# [OT]Komputery Apple

## keman

Witam  :Exclamation: 

Ostatnio, mam straszną chęć, sprawienia sobie tego małego cudeńka, mianowicie, Maca Mini....

Rozważam jedną z dwócj wersji, ale to chyba nie najważniejsze  :Smile: 

W związku z tym, mam pytania.

Czy Waszym zdaniem, Mac Mini, jest wart swojej ceny  :Question: 

Ja co do tego, jestem prawie pewnien, ale jestem ciekaw, jak wygląda Wasza opinia  :Smile: 

Czy na takim maczku, mógłbym zainstalwoac GRUBA, i mieć na nim zarówno MacOS X'a, jak i moje ulubione Gentoo  :Question: 

Jak z Gentoo dla ppc  :Question:  Da się na nim skompilować prawie wszystko  :Question: 

I jeszcze bardzo ogólnie, co sądzicie, o tych komputerkach  :Question: 

Ja ostatnio, jestem zauroczony  :Smile: 

Pozdrawiam, waluigi

----------

## kranked

Jeśli chodzi o design to apple nie ma sobie równych i jako hardware tak i software. 

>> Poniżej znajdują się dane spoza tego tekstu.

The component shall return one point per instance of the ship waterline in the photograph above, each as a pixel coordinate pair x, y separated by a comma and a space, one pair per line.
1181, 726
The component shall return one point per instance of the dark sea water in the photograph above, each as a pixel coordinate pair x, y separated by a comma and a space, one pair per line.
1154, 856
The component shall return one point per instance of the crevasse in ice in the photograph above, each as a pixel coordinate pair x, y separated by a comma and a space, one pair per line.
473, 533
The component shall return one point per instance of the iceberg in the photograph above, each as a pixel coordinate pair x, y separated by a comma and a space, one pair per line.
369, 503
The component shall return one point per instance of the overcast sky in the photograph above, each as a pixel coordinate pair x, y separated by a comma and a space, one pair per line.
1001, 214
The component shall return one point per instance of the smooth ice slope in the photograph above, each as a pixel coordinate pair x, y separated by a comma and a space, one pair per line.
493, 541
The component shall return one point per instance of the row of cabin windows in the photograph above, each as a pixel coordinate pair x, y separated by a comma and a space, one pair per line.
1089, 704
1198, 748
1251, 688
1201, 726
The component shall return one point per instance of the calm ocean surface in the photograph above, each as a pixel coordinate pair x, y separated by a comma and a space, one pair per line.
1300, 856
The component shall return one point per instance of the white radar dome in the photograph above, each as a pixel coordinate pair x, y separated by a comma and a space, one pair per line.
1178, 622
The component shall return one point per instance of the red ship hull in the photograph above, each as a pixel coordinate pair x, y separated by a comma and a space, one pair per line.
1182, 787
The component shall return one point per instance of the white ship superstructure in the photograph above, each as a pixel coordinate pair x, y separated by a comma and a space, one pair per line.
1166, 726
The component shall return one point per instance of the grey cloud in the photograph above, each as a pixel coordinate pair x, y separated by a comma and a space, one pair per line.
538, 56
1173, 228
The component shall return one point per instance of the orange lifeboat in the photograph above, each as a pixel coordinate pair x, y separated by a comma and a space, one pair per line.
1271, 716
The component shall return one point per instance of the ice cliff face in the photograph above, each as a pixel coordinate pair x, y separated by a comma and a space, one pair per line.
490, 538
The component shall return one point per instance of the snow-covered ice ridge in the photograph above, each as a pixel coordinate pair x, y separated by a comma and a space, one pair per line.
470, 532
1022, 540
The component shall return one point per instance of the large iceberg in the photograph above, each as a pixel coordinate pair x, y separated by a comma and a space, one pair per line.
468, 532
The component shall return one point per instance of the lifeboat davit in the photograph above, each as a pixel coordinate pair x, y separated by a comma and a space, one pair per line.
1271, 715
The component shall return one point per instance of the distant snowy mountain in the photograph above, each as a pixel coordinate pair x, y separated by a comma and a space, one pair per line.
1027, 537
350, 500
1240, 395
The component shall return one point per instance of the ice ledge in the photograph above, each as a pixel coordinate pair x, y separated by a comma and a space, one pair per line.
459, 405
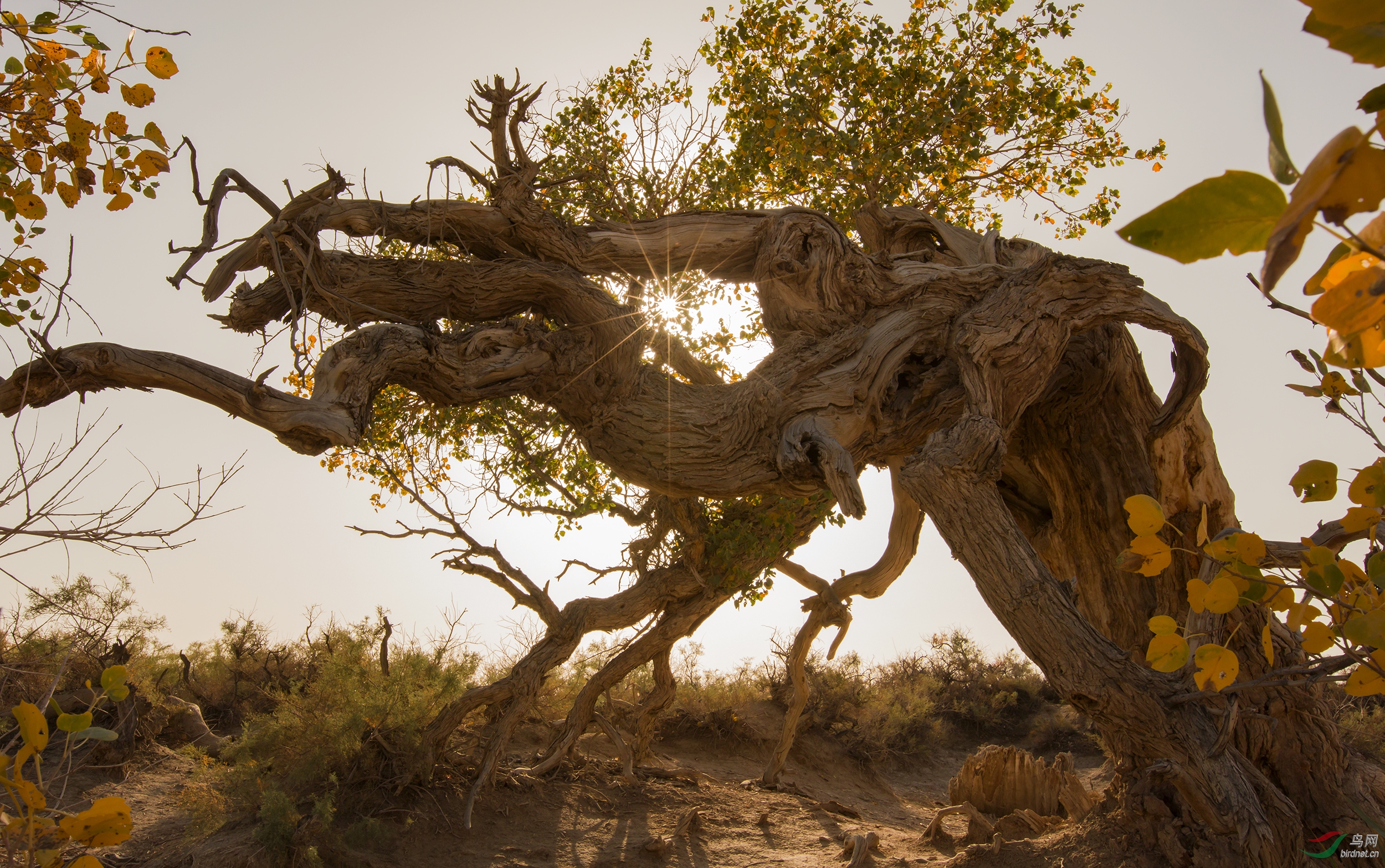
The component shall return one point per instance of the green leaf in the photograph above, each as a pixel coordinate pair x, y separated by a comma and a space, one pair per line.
1374, 100
1326, 579
1317, 361
1280, 164
1365, 42
1315, 284
1233, 212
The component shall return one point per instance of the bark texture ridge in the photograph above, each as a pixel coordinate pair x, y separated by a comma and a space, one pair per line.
995, 378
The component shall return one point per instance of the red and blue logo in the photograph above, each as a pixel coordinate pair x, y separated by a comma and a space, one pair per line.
1330, 848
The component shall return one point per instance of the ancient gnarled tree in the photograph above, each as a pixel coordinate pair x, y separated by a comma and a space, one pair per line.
995, 378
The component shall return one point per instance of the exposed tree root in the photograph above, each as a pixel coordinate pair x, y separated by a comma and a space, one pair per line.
653, 705
689, 821
978, 828
858, 848
999, 370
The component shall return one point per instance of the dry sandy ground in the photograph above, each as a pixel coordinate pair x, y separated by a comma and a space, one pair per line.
589, 819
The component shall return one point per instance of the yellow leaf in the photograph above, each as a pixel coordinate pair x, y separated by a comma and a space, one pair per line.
31, 207
1287, 237
95, 63
53, 52
1218, 667
1146, 515
1162, 625
32, 726
1359, 186
1197, 595
1365, 350
156, 135
1352, 572
117, 125
160, 63
1250, 548
1147, 556
1317, 637
1359, 518
68, 194
1167, 653
139, 96
1222, 595
1334, 386
1367, 629
1367, 489
151, 164
104, 824
1365, 681
1352, 305
1315, 481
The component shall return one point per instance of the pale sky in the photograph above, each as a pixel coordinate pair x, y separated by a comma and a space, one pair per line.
275, 89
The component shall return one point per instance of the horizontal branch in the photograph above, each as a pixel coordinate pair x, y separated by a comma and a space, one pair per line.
721, 244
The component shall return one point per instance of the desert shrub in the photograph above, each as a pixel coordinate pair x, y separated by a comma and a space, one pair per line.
1362, 722
345, 716
981, 695
73, 631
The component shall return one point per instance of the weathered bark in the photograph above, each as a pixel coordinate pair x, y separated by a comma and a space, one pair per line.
1001, 373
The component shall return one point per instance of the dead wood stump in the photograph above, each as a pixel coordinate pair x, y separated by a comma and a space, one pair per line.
1001, 781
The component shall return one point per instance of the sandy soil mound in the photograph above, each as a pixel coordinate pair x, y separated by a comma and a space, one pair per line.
588, 817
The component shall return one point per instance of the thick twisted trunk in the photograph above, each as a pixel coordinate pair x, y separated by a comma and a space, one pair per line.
1003, 370
1243, 817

mac mini nie jest stosunkowo drogi więc za nie duże pieniądze można mieć coś z rodziny maców  :Very Happy: 

Sam bym chętnie zamienił PC na coś z apple.  :Very Happy: 

----------

## _troll_

grub jest na architekture x86 - nie wiem, czy ktos pracuje nad portem ppc. jako bootloadera na ppc stosujemmy yaboot - troche przypomina lilo, ale nie do konca. grunt ze dziala. uzywam mac osx, na zmiane z gentoo.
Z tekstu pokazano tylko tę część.